The created files are JSON formatted and contain one table row per line.

If the DIRECTORY keyword is given, the URI is treated as a directory path. This will generate one or more files in the given directory, named to prevent filename conflicts.

Implications of shard level export

Exporting the data on a shard level is the fastest possible way to export data in Crate.

There are quirks users should be aware of when using COPY TO:

Since data is exported and written per shard there might be concurrent writes to the same file if a single node contains more than one shard. This could cause corruption in the file being written. The same holds true when data is written to a shared file system such as Amazon S3 or NFS.

To prevent this from happening writing a separate file per shard is required. To do this the DIRECTORY keyword can be used. An example is given in Exporting Data.

Note

Currently only user tables can be exported. System tables like sys.nodes and blob tables don’t work with the COPY TO statement.

Parameters

table_ident:The name (optionally schema-qualified) of the table to be exported.
column:(optional) A list of column expressions that should be exported.

Note

Declaring columns changes the output to JSON list format, which is currently not supported by the COPY FROM statement.

WHERE Clause

WHERE clauses follow the same syntax as used in SELECT statements allowing for partial exports that meet certain criteria. (see WHERE Clause for more information).

Output URI

The output_uri can be any expression evaluating to a string. The resulting string should be a valid URI of one of the supporting schemes:

  • file://
  • s3://[<accesskey>:<secretkey>@]<bucketname>/<path>

If no scheme is given (e.g.: ‘/path/to/file’) the default uri-scheme file:// will be used.

Note

If the s3 scheme is used without specifying any credentials an attempt is made to read these information from the AWS_ACCESS_KEY_ID and AWS_SECRET_KEY environment variables. In addition to that the Java System properties aws.accessKeyId and aws.secretKey are also used as a fallback.

Note

A secretkey provided by Amazon Web Service can contain characters such as ‘/’, ‘+’ or ‘=’. Such characters must be URI encoded. The same encoding as in s3 applies.

Note

Versions prior to 0.51.x use HTTP for connections to S3. Since 0.51.x these connections are using the HTTPS protocol. Please make sure you update your firewall rules to allow outgoing connections on port 443.

PARTITION Clause

If the table is partitioned this clause can be used to only export data from a specific partition.

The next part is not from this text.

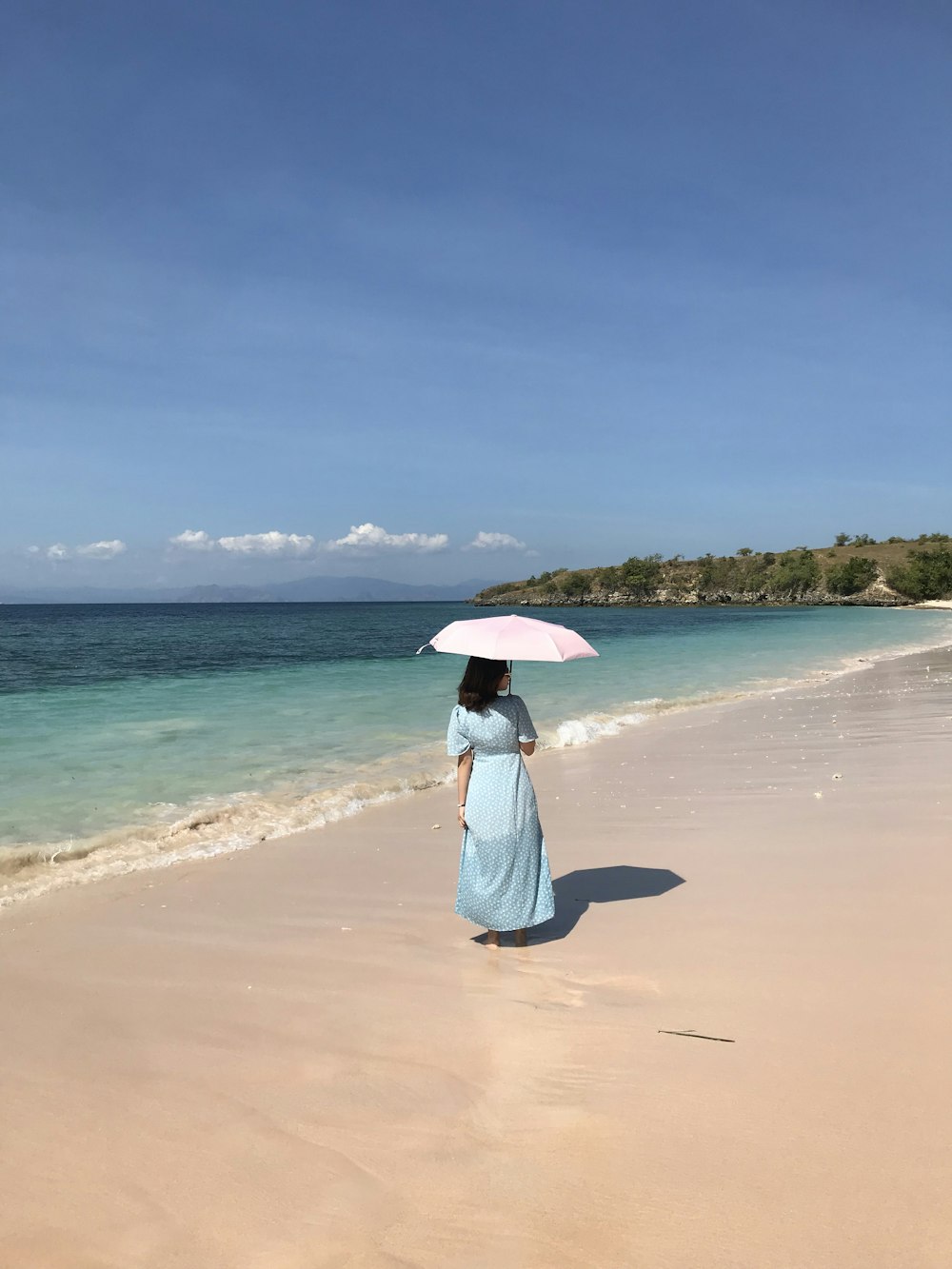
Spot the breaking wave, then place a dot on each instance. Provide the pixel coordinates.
(173, 834)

The exported data doesn’t contain the partition columns or values as they are not part of the partitioned tables.

[ PARTITION ( partition_column = value [ , ... ] ) ]
partition_column:The name of the column by which the table is partitioned. All partition columns that were part of the PARTITIONED BY Clause of the CREATE TABLE statement must be specified.
value:The columns value.

Note

If COPY TO is used on a partitioned table without the PARTITION clause, the partition columns and values will be included in the rows of the exported files. If a partition column is a generated column, it will not be included even if the PARTITION clause is missing.

WITH Clause

The optional WITH clause can specify parameters for the copy statement.

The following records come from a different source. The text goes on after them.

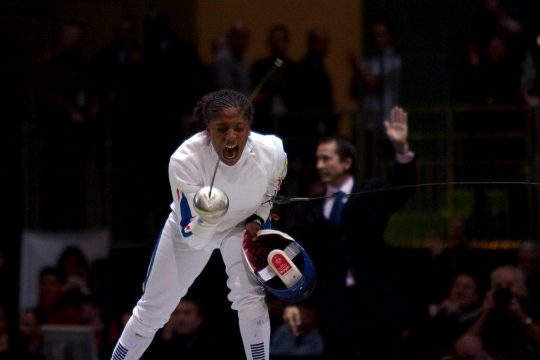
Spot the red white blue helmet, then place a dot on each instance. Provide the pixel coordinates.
(279, 264)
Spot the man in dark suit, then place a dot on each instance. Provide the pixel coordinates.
(356, 296)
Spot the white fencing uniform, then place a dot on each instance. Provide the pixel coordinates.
(186, 242)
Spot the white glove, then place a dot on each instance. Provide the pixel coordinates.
(211, 204)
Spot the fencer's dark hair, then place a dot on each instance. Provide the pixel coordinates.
(211, 105)
(344, 148)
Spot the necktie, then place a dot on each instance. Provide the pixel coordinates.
(337, 207)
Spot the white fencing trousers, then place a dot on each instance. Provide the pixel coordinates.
(173, 269)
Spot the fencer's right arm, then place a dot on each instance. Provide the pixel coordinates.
(196, 229)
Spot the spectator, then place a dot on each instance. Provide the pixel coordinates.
(528, 263)
(376, 86)
(307, 345)
(312, 111)
(66, 110)
(366, 298)
(314, 105)
(62, 289)
(436, 331)
(508, 322)
(174, 79)
(376, 82)
(230, 71)
(273, 100)
(186, 335)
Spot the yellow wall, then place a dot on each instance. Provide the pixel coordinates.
(341, 18)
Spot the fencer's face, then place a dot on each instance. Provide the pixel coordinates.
(229, 135)
(332, 170)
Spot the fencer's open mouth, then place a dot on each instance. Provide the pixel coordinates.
(230, 152)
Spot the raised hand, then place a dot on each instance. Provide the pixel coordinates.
(397, 129)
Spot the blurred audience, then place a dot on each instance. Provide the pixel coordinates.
(435, 332)
(307, 345)
(66, 109)
(186, 335)
(273, 101)
(230, 69)
(469, 347)
(509, 321)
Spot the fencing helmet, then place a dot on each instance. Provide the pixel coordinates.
(280, 264)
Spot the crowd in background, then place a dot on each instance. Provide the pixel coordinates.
(104, 127)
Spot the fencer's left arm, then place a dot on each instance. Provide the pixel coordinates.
(184, 180)
(275, 179)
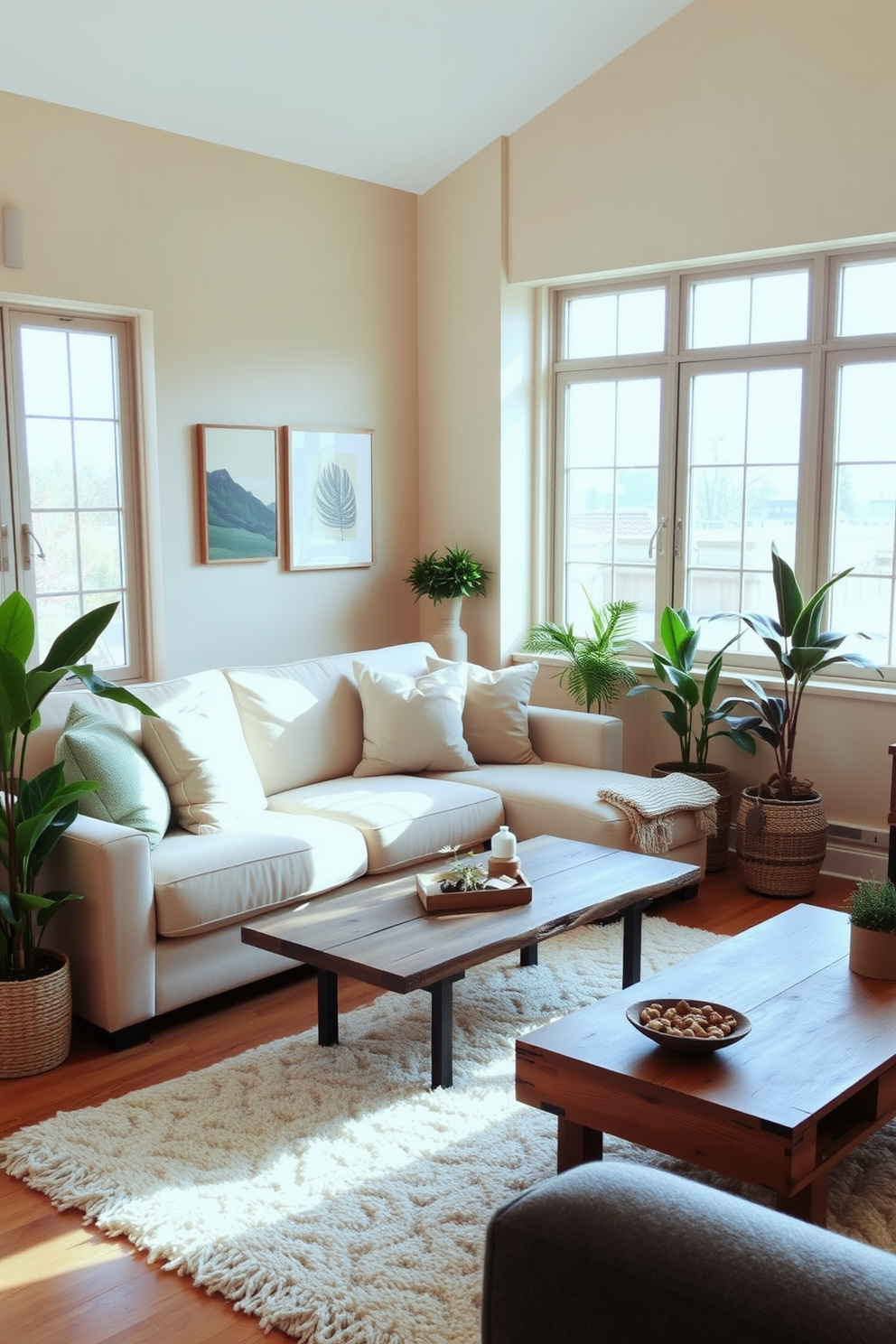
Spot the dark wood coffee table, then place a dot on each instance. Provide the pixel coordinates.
(378, 931)
(815, 1077)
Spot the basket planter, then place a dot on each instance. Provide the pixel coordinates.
(783, 856)
(719, 777)
(35, 1021)
(872, 953)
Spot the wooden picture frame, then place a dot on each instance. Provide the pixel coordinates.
(238, 490)
(328, 479)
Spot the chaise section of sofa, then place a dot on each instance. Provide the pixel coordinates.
(261, 761)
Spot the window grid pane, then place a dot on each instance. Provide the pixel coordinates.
(73, 452)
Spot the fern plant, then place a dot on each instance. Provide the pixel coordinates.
(597, 672)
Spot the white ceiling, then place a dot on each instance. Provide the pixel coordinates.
(395, 91)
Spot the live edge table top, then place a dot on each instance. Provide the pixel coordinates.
(382, 934)
(815, 1077)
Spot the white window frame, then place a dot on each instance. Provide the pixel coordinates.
(140, 493)
(819, 354)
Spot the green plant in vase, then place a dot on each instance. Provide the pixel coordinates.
(597, 671)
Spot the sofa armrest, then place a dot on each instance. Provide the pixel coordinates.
(620, 1252)
(573, 737)
(109, 936)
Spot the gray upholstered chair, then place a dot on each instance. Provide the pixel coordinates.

[ WITH ( copy_parameter [= value] [, ... ] ) ]

Possible copy_parameters are:

compression

Define if and how the exported data should be compressed. Per default no compression is applied.

Possible values for the compression setting are:

gzip:The exported data is compressed with gzip.

format

Optional parameter to override default output behavior.

Possible values for the format settings are:

json_object:Output file contains one independently JSON serialized table row per line. This is the default behavior if no columns are defined. Use this format to import with COPY FROM.
json_array:Output file contains on each line a JSON array storing column values of one row. This is the default behavior if columns are defined.